Abstract In the present study, human NT2 neurons obtained from embryonic teratocarcinoma (NT2) cells were established as human in-vitro model to investigate the mechanisms associated with hypoxia/ischemia-induced neuronal injury. NT2 neurons express functional NMDA receptors that are of particular significance for hypoxia/ischemia-related neuronal damage. In patch-clamp recordings under normoxic conditions, NMDA (plus 10 μM glycine)-induced inward currents (EC 50  = 43.7 μM) were distinctly antagonized by memantine, a blocker of the receptor channel, but only slightly by 5,7-dichlorokynurenic acid (DCKA), a glycine B binding site antagonist. Immunohistochemistry demonstrated that the NT2 neurons are mostly GABAergic; they predominantly express the NMDA receptor subunits NR2B and NR2C, and lower levels of NR1 and, particularly, of NR2A. Upon glucose and oxygen deprivation for 3 h the loss of cell viability measured directly after 3 h was higher than after application of either hypoxia or aglycemia as assessed by propidium iodide flow cytometry.
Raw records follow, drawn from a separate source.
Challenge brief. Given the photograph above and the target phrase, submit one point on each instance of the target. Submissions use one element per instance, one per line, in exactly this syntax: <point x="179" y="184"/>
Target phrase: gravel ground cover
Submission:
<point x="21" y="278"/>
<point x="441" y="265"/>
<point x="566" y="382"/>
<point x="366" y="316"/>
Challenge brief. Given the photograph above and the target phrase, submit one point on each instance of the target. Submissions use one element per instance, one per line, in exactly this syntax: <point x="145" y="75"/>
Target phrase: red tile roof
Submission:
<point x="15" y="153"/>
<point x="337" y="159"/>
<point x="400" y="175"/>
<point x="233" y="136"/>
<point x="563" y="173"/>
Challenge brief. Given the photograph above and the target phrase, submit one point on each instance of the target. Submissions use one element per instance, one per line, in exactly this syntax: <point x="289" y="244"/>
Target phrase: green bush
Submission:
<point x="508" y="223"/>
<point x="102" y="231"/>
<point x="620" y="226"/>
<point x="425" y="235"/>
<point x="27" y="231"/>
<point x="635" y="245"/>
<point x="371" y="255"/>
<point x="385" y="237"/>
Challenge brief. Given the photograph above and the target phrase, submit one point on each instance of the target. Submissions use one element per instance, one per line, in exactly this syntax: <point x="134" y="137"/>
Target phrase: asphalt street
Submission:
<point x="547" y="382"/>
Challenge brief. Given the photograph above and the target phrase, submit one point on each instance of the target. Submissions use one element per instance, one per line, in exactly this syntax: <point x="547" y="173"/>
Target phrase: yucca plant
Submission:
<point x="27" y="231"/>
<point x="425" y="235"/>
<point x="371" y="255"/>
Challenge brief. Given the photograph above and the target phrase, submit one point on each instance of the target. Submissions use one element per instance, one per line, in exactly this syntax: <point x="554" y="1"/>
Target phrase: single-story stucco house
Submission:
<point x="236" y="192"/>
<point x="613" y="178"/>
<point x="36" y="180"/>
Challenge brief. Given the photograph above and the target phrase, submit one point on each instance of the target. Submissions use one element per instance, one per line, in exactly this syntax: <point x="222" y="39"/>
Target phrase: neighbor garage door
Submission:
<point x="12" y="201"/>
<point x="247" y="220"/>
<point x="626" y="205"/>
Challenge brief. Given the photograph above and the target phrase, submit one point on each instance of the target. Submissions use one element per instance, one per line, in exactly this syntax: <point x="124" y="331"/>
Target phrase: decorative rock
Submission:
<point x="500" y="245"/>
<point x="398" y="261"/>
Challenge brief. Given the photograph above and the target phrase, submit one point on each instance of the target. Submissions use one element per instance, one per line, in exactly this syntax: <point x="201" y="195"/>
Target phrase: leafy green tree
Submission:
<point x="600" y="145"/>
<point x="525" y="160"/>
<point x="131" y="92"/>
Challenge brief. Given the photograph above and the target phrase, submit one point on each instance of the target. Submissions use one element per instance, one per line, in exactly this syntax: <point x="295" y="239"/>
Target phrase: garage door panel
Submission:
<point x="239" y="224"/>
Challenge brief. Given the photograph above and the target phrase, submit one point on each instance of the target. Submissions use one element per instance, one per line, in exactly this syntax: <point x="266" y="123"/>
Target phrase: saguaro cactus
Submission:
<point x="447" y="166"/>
Ischemic conditions significantly reduced the NMDA responses associated with a decrease in EC 50 and decreased mitochondrial membrane potential as detected by JC-1 flow cytometry. Memantine (50 μM) and CGS19755 (a competitive NMDA receptor antagonist; 10 μM) reduced ischemia-induced cell death, in contrast to DCKA (10 μM). In conclusion, in the present human in-vitro model for studying the molecular mechanisms associated with ischemic injury, neuroprotection could be achieved with NMDA receptor antagonists but not with a glycine B binding site antagonist. Accordingly, glycine antagonists might not represent an optimal therapeutic strategy for preventing ischemic neuronal damage in contrast to NMDA receptor antagonists like memantine.